Finsa Pty Limited, trading as Core Spreads Australia, has produced this policy document to highlight our margining practices.

To open a CFD or Spread Trading transaction with us, rather than pay the full contract value for acquiring the underlying instrument, we deduct margin from the cash balance of your account. Margin is calculated in the currency of the underlying instrument.

Initial Margin Requirement (IMR) 

The amount of margin required to open a position is referred to as the initial margin requirement (IMR). The IMR for each CFD/Spread Trading Product is set out in the market information sheets which are available on request. 

The IMR is a percentage of the contract value. This varies by CFD/Spread Trading product and is set in relation to the perceived volatility and liquidity of the CFD/Spread Trading product. Every opening trade requires you to hold sufficient available funds on your account to meet the IMR for the particular transaction.

You are not able to open a CFD/Spread Trading transaction unless you have sufficient trading resources to meet the IMR. CFD/Spread Trading transaction requests are not part filled.

The Margin Process

You are responsible for monitoring the margin required to maintain positions at any one time.
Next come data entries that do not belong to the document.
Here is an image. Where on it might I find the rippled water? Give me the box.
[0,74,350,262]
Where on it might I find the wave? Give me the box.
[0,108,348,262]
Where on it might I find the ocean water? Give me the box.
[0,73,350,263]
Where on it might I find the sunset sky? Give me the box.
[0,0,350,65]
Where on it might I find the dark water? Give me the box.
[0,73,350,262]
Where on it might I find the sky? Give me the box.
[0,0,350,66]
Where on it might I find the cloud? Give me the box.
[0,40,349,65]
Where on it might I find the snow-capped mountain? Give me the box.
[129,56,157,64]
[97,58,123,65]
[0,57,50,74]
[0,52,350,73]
The platform uses an automated risk management system to control client liability. This policy works as a margin call policy.

If the cash on your account and the value of your positions falls below the margin required on your account, you will be required to fund the shortfall. In such circumstances the amount that you would have to pay would be sufficient to ensure that you have covered the margin required to maintain all the positions on your account.
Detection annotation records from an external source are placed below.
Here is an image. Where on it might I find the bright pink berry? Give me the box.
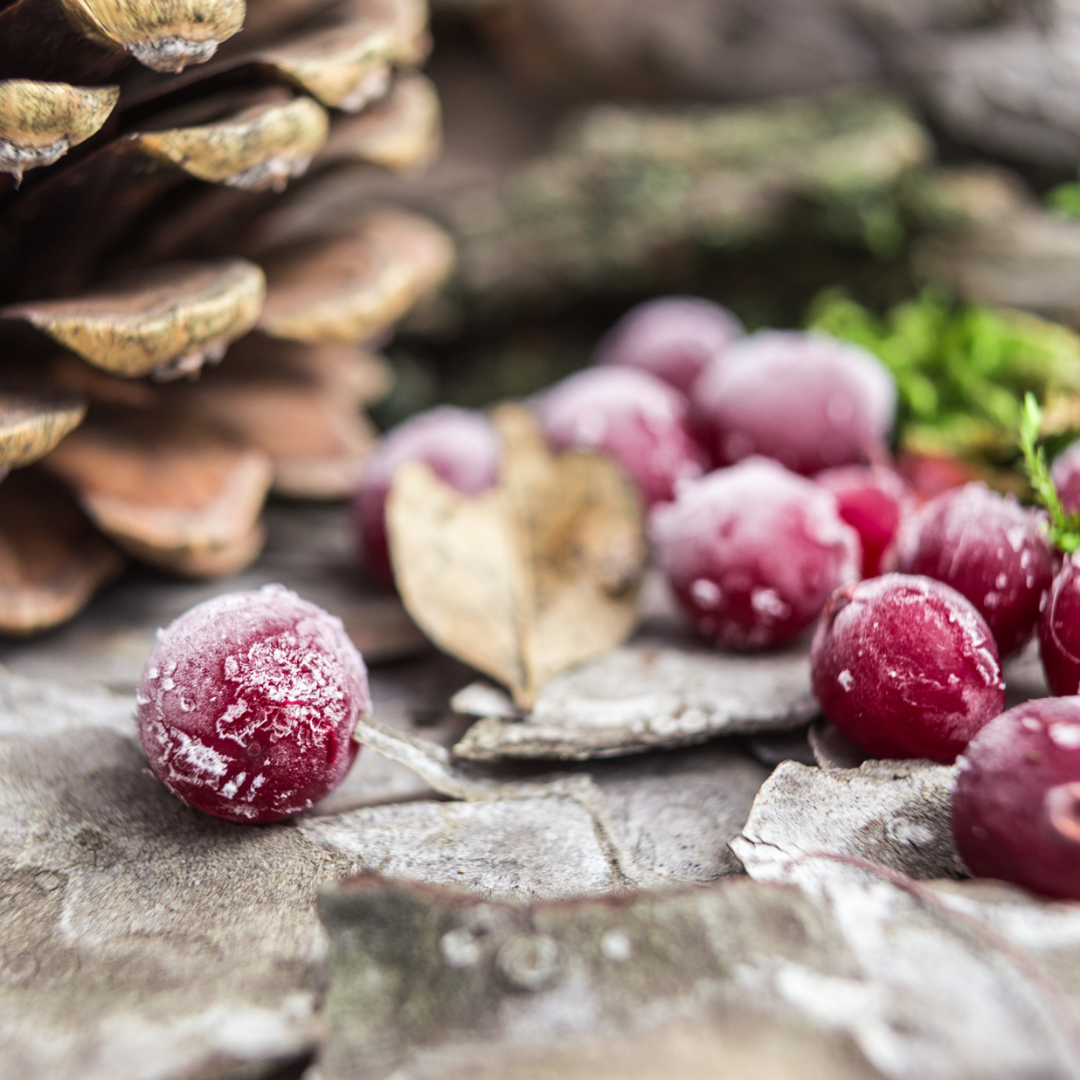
[650,458,861,649]
[896,484,1054,657]
[353,405,500,583]
[1039,553,1080,697]
[536,366,706,505]
[953,697,1080,900]
[814,465,915,578]
[810,573,1005,762]
[593,296,744,394]
[1050,440,1080,514]
[136,585,372,822]
[690,330,896,475]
We may contact you to inform you that you are required to make an additional margin payment, otherwise known as a margin call, but we are not obligated to do so. Our failure to contact you and inform you of a margin call in no way negates your obligation to monitor your positions and pay any margin shortfalls when necessary. 
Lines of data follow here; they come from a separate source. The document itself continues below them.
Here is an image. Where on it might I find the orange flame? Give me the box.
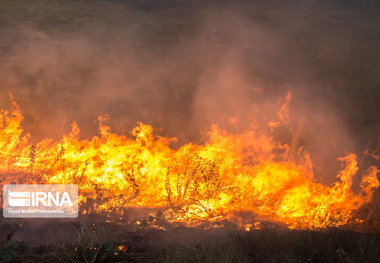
[0,95,380,230]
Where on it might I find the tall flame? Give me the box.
[0,95,380,228]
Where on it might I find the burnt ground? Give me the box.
[0,215,380,262]
[0,0,380,262]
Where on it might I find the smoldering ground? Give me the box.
[0,0,380,262]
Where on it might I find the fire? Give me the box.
[0,96,380,230]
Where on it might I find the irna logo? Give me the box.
[8,190,73,206]
[3,184,78,218]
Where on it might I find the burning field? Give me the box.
[0,0,380,262]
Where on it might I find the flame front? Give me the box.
[0,94,380,229]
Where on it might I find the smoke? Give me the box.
[0,1,380,178]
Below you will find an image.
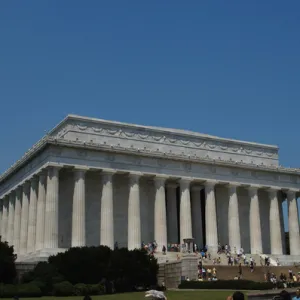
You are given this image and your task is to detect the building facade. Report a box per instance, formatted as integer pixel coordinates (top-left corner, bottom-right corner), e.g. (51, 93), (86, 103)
(0, 115), (300, 261)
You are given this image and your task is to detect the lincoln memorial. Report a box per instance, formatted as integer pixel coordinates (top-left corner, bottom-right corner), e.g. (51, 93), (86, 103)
(0, 115), (300, 261)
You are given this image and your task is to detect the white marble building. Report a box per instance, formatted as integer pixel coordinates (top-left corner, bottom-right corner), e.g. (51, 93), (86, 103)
(0, 115), (300, 261)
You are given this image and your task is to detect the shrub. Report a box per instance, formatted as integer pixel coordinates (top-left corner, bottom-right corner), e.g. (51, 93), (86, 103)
(74, 283), (90, 296)
(1, 284), (42, 298)
(53, 281), (75, 296)
(23, 246), (158, 295)
(88, 283), (105, 296)
(178, 280), (274, 290)
(0, 237), (17, 283)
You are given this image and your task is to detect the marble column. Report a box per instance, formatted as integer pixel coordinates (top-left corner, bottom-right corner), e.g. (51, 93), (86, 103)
(19, 181), (30, 255)
(35, 173), (46, 250)
(44, 167), (59, 249)
(268, 188), (283, 254)
(287, 190), (300, 255)
(0, 199), (3, 241)
(14, 187), (22, 254)
(1, 196), (8, 242)
(192, 186), (204, 249)
(6, 192), (15, 246)
(205, 181), (218, 252)
(72, 169), (86, 247)
(128, 174), (141, 250)
(167, 183), (179, 244)
(228, 183), (241, 251)
(154, 177), (168, 252)
(180, 179), (193, 244)
(27, 177), (38, 253)
(249, 186), (263, 254)
(100, 171), (115, 249)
As per the client agreement, we have the right to close out your Open Positions when the equity on your Account [Cash Balance + Open Position P&L (+ Credit where applicable)] falls below a level which we consider detrimental to your ability to trade, and in any event we will close your Open Position(s) where it falls below 50% of the Margin required to support those Open Positions. It is important to note that all Open Positions maybe closed out when the Margin level is breached in any sequence that we reasonably determine.